Questions fréquentes

Que se passe-t-il si le TEG n'est pas mentionné dans mon contrat de crédit ?
Si le TEG n'est pas mentionné dans l'offre de contrat de crédit à la consommation, le prêteur peut être déchu du droit aux intérêts. Cela signifie qu'il ne pourra réclamer que le capital restant dû, sans intérêts.
Puis-je demander la déchéance du droit aux intérêts si le taux n'est pas indiqué ?
Oui, vous pouvez demander la déchéance du droit aux intérêts devant le juge si l'offre de contrat ne comporte pas le TEG. Le juge peut prononcer cette sanction sur le fondement de l'article L.312-12 du code de la consommation.
Quel est le recours si l'offre de prêt ne contient pas le taux effectif global ?

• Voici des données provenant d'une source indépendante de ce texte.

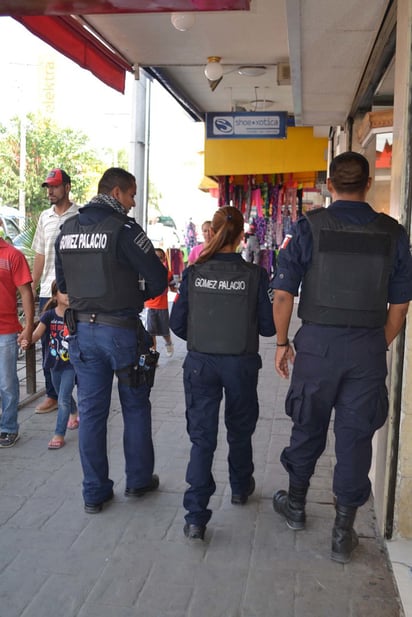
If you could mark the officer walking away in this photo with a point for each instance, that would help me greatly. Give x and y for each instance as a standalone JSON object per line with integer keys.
{"x": 58, "y": 185}
{"x": 356, "y": 273}
{"x": 100, "y": 256}
{"x": 222, "y": 307}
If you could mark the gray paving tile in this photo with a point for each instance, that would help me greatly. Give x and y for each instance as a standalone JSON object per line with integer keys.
{"x": 132, "y": 560}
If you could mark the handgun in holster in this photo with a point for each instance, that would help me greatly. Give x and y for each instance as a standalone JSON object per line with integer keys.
{"x": 70, "y": 320}
{"x": 142, "y": 372}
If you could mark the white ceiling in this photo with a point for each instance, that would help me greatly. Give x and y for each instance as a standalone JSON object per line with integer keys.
{"x": 326, "y": 42}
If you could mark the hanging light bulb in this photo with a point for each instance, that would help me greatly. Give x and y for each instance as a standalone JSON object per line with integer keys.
{"x": 182, "y": 21}
{"x": 213, "y": 68}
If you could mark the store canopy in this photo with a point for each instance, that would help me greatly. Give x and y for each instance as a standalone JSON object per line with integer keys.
{"x": 72, "y": 39}
{"x": 56, "y": 24}
{"x": 89, "y": 7}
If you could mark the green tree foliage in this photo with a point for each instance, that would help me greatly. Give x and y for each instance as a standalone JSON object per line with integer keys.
{"x": 47, "y": 146}
{"x": 154, "y": 199}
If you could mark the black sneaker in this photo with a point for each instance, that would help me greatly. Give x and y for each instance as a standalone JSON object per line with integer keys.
{"x": 95, "y": 508}
{"x": 7, "y": 440}
{"x": 139, "y": 492}
{"x": 194, "y": 532}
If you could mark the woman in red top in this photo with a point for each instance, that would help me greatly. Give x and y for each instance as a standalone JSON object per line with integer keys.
{"x": 157, "y": 320}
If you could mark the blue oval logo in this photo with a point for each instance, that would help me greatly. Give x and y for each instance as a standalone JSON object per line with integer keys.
{"x": 224, "y": 126}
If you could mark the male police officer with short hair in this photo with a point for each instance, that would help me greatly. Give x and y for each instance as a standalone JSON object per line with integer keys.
{"x": 100, "y": 256}
{"x": 356, "y": 273}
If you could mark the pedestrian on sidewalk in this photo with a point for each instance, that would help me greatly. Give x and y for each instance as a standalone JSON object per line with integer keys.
{"x": 101, "y": 254}
{"x": 355, "y": 269}
{"x": 56, "y": 359}
{"x": 198, "y": 248}
{"x": 58, "y": 185}
{"x": 157, "y": 315}
{"x": 222, "y": 307}
{"x": 15, "y": 277}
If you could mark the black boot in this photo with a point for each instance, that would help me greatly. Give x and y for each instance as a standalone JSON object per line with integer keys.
{"x": 344, "y": 537}
{"x": 292, "y": 506}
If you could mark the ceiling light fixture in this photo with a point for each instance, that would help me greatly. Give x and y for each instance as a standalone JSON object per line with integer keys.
{"x": 182, "y": 21}
{"x": 213, "y": 68}
{"x": 251, "y": 71}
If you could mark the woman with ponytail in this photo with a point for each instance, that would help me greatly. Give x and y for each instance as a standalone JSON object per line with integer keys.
{"x": 221, "y": 309}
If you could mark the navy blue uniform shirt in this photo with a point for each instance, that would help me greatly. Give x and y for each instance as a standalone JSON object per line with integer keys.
{"x": 180, "y": 309}
{"x": 295, "y": 258}
{"x": 134, "y": 250}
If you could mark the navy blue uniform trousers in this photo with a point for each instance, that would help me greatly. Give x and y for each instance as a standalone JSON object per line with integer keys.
{"x": 345, "y": 369}
{"x": 205, "y": 378}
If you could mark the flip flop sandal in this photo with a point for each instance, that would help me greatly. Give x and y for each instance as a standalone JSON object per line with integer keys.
{"x": 72, "y": 424}
{"x": 55, "y": 444}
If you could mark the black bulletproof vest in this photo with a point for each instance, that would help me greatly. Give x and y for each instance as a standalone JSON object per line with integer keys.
{"x": 223, "y": 297}
{"x": 95, "y": 279}
{"x": 347, "y": 282}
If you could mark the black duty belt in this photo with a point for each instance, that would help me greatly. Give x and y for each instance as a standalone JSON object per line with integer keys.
{"x": 106, "y": 320}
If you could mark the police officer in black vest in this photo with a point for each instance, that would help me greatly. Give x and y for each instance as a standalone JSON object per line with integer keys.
{"x": 222, "y": 307}
{"x": 356, "y": 274}
{"x": 102, "y": 255}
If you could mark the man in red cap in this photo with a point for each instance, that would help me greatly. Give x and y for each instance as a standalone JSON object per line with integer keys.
{"x": 58, "y": 186}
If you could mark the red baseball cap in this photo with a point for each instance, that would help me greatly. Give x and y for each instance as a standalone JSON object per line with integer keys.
{"x": 55, "y": 177}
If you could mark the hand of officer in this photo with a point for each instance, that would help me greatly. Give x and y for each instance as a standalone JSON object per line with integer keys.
{"x": 283, "y": 356}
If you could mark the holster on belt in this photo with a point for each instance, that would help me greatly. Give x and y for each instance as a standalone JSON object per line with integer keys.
{"x": 143, "y": 371}
{"x": 70, "y": 320}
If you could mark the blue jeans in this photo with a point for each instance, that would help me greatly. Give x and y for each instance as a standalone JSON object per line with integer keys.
{"x": 48, "y": 382}
{"x": 96, "y": 351}
{"x": 9, "y": 383}
{"x": 63, "y": 382}
{"x": 206, "y": 377}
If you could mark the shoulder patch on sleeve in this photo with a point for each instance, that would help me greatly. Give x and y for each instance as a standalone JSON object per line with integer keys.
{"x": 143, "y": 242}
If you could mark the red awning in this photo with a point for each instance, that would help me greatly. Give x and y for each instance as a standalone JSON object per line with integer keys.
{"x": 88, "y": 7}
{"x": 70, "y": 38}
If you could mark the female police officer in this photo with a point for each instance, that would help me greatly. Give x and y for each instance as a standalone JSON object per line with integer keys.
{"x": 222, "y": 307}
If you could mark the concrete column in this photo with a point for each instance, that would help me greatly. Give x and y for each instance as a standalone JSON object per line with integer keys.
{"x": 139, "y": 147}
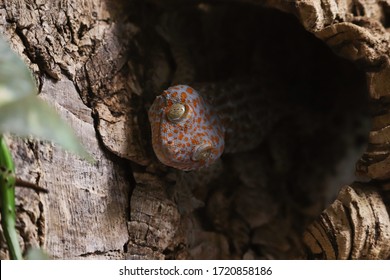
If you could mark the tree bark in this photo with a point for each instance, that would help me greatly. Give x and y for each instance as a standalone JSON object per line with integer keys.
{"x": 100, "y": 64}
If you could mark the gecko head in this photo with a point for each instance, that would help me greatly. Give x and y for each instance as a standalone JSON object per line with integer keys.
{"x": 186, "y": 133}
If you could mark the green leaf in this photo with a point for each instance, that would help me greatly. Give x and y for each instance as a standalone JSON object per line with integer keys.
{"x": 16, "y": 80}
{"x": 32, "y": 116}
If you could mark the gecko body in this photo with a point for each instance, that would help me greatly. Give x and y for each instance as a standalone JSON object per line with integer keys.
{"x": 186, "y": 133}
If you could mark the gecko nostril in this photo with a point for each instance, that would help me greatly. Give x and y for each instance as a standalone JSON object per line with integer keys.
{"x": 176, "y": 112}
{"x": 202, "y": 152}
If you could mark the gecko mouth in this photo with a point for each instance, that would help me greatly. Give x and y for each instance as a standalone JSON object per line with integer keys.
{"x": 202, "y": 152}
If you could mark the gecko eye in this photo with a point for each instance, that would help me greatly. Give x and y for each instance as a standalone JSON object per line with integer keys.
{"x": 176, "y": 112}
{"x": 202, "y": 152}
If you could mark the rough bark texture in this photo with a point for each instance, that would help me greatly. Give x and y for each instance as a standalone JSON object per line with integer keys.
{"x": 100, "y": 64}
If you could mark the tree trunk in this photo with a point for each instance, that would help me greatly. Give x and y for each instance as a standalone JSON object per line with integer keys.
{"x": 101, "y": 63}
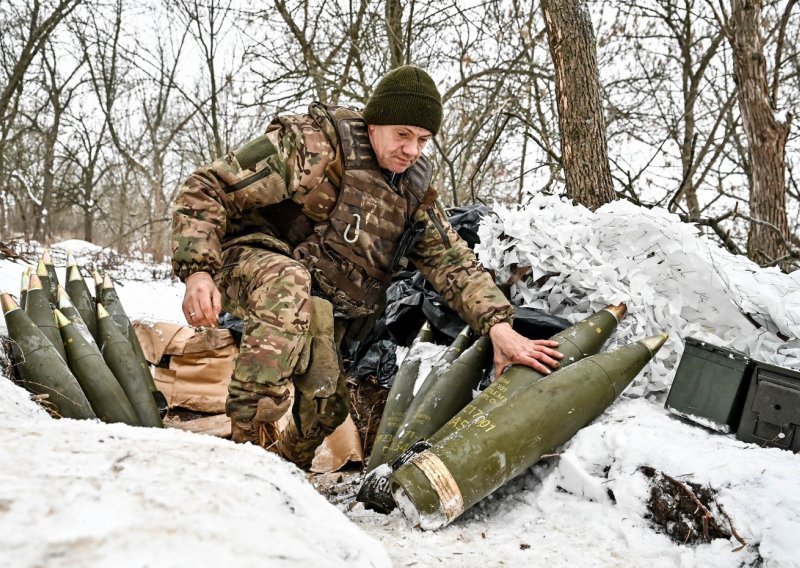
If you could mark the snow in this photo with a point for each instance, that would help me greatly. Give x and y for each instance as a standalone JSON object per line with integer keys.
{"x": 90, "y": 494}
{"x": 83, "y": 493}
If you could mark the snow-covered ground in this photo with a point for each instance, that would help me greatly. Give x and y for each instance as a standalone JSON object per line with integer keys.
{"x": 90, "y": 494}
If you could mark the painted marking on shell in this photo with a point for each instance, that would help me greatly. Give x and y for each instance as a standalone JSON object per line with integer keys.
{"x": 450, "y": 498}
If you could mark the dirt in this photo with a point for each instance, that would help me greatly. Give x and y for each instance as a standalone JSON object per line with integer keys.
{"x": 688, "y": 512}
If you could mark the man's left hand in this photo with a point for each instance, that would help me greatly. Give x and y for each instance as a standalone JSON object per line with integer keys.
{"x": 511, "y": 348}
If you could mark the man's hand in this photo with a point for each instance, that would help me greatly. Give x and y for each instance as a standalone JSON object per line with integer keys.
{"x": 511, "y": 348}
{"x": 202, "y": 301}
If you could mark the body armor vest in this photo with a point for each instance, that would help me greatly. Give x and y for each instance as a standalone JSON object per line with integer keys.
{"x": 351, "y": 254}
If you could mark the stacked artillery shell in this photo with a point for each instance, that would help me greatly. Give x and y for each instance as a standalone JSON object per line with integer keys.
{"x": 38, "y": 308}
{"x": 66, "y": 307}
{"x": 129, "y": 371}
{"x": 459, "y": 344}
{"x": 440, "y": 483}
{"x": 23, "y": 288}
{"x": 110, "y": 300}
{"x": 42, "y": 368}
{"x": 98, "y": 286}
{"x": 44, "y": 282}
{"x": 52, "y": 277}
{"x": 447, "y": 388}
{"x": 79, "y": 293}
{"x": 399, "y": 398}
{"x": 449, "y": 394}
{"x": 105, "y": 394}
{"x": 575, "y": 343}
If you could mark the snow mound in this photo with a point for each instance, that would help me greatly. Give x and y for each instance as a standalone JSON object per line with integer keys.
{"x": 83, "y": 493}
{"x": 671, "y": 278}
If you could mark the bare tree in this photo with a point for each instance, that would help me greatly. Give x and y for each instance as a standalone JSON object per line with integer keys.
{"x": 768, "y": 237}
{"x": 26, "y": 30}
{"x": 584, "y": 152}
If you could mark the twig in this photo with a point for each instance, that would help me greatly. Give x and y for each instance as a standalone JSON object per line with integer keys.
{"x": 690, "y": 494}
{"x": 730, "y": 524}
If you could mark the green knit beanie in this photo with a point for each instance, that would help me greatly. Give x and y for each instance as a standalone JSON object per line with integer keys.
{"x": 406, "y": 95}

Vous pouvez assigner le prêteur en justice pour obtenir la déchéance du droit aux intérêts. Le juge examinera si l'offre est conforme aux exigences légales et, le cas échéant, prononcera la déchéance.
Le prêteur peut-il réclamer les intérêts si le TEG est absent ?
Non, si le TEG est absent, le prêteur ne peut pas réclamer les intérêts. Il est déchu de son droit aux intérêts et ne peut exiger que le capital restant dû.
Quelle est la sanction pour absence de TEG dans un crédit à la consommation ?
La sanction est la déchéance du droit aux intérêts, ce qui prive le prêteur de tous les intérêts contractuels. Il ne peut réclamer que le capital restant dû.
Comment obtenir la déchéance du droit aux intérêts ?
Pour obtenir la déchéance, vous devez saisir le juge (par exemple, le tribunal judiciaire) et démontrer que l'offre de contrat ne mentionne pas le TEG. Le juge prononcera la déchéance si la preuve est rapportée.